In your opinion, what kind of threats organizations should be prepared to tackle in the next few years? What security measures are essential in combating these threats?
Cyber security threats are unlikely to go down in the future. This is the number one area of attention and there will not be a single solution. Data security ops is one component that has often been overlooked because internal users are assumed to be trustworthy. But this assumption may not be very sustainable, especially with more data being made accessible to more practitioners. As organizations expand their data operations, the likelihood of one user being compromised is growing, and the potential impacts are getting bigger. Of course, one should start with the basic security practices (MFA, strong password, strict permissioning) but we expect the data architecture to be more and more influenced by security concerns. Reducing the attack surface is a general approach that can be useful here: instead of granting full read access to many data practitioners, providing safe and privacy-preserving access through tools such as Sarus greatly reduces the number of potential leaks. As in other areas of cybersecurity, zero trust is becoming the baseline.
What tips would you give to companies looking to get more value out of their data?
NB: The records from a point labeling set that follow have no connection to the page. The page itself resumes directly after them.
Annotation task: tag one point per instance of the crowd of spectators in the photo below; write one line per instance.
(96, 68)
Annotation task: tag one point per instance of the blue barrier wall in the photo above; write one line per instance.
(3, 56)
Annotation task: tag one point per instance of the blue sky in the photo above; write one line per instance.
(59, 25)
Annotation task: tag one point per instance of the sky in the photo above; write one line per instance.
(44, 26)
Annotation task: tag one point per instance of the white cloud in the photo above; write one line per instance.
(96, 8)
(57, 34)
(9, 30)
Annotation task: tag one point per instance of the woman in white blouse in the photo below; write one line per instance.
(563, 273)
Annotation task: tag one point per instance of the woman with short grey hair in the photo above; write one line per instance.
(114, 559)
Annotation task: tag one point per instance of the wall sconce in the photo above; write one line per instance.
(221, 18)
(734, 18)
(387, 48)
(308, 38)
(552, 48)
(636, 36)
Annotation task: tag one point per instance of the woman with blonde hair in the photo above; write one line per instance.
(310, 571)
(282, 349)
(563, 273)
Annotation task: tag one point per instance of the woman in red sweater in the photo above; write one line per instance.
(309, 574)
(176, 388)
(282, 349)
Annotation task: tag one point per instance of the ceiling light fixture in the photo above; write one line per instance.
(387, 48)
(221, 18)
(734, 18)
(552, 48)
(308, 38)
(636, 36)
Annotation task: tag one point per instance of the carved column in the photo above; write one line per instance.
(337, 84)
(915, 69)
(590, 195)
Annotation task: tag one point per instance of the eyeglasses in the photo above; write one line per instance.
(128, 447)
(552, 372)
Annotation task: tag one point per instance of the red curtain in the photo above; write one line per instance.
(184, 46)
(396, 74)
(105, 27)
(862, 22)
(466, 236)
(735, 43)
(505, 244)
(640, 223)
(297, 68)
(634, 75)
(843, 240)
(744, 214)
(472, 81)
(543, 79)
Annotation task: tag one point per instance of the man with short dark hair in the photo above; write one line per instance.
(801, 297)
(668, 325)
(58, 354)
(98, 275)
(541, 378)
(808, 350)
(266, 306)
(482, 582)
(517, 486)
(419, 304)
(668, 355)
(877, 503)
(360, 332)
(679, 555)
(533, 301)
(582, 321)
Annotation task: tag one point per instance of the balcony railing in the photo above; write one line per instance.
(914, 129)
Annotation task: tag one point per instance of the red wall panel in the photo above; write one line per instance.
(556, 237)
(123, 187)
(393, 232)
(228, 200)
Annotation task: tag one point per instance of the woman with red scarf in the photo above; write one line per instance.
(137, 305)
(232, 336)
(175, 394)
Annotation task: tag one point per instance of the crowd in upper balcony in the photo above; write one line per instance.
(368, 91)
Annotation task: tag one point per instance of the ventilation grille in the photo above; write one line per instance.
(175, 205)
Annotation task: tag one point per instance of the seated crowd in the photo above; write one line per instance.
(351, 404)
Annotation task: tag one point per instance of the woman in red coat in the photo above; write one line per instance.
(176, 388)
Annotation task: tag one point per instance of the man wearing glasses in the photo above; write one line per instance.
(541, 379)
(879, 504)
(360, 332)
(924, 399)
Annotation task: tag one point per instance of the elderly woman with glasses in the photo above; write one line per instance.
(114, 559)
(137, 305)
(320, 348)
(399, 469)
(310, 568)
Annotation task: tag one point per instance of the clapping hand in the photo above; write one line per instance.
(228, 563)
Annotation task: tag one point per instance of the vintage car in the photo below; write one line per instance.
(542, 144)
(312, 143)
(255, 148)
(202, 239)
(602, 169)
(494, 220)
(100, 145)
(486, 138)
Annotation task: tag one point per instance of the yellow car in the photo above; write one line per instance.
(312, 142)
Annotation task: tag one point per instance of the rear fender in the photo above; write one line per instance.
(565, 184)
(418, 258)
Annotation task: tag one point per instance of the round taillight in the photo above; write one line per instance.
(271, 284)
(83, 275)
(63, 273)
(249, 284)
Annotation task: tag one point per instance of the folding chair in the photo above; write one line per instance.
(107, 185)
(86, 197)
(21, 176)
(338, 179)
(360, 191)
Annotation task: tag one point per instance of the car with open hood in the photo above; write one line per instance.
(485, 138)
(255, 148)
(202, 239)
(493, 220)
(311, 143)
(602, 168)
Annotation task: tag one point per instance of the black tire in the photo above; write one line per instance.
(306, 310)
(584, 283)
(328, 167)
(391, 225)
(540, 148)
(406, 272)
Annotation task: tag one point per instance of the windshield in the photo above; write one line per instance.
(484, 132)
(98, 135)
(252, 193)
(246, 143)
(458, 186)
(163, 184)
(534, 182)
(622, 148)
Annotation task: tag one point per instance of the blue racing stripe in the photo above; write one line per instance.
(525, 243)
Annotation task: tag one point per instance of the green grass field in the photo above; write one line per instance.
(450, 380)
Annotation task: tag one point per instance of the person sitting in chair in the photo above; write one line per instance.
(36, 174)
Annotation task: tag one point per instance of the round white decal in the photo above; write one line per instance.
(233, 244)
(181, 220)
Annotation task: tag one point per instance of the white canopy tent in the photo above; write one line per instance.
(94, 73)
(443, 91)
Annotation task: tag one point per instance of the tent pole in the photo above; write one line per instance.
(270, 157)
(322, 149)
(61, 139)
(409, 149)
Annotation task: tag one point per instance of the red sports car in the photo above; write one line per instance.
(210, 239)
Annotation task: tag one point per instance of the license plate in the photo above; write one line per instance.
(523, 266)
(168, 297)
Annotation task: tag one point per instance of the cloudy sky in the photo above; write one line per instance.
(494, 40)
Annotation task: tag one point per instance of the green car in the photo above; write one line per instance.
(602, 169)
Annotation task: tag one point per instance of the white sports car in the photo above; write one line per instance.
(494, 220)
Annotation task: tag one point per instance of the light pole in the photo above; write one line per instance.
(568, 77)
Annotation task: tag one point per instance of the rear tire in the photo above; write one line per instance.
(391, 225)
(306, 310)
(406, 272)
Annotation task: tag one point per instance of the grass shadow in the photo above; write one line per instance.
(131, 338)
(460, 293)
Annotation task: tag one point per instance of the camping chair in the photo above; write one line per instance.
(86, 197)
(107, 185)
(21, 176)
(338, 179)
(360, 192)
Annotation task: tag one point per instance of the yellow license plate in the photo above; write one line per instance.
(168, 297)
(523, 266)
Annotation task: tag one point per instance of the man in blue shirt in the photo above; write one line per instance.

The main advice is to invest in the tools that will support data democratization. Sourcing and processing data at scale is now well covered by cloud vendors. The modern data stack makes it easy. But making it possible for many stakeholders to leverage this data is largely untapped. Data can have value even beyond internal stakeholders. Data clean rooms and data exchanges are in their infancy. Democratization will require solving privacy and data security at scale which is what companies like Sarus are building.
Tell us, what’s next for Sarus?
This quarter, we are releasing a tremendous extension of the Sarus product that brings privacy directly into all modern data infrastructures, of any size, for any data pipeline. This opens the door to integrating natively with data warehouses and accelerates deployment and time-to-value for our clients. We also just graduated from Y Combinator which gave us a first foothold in the US where we see the most traction for privacy and data security solutions. We will be growing our operations there significantly!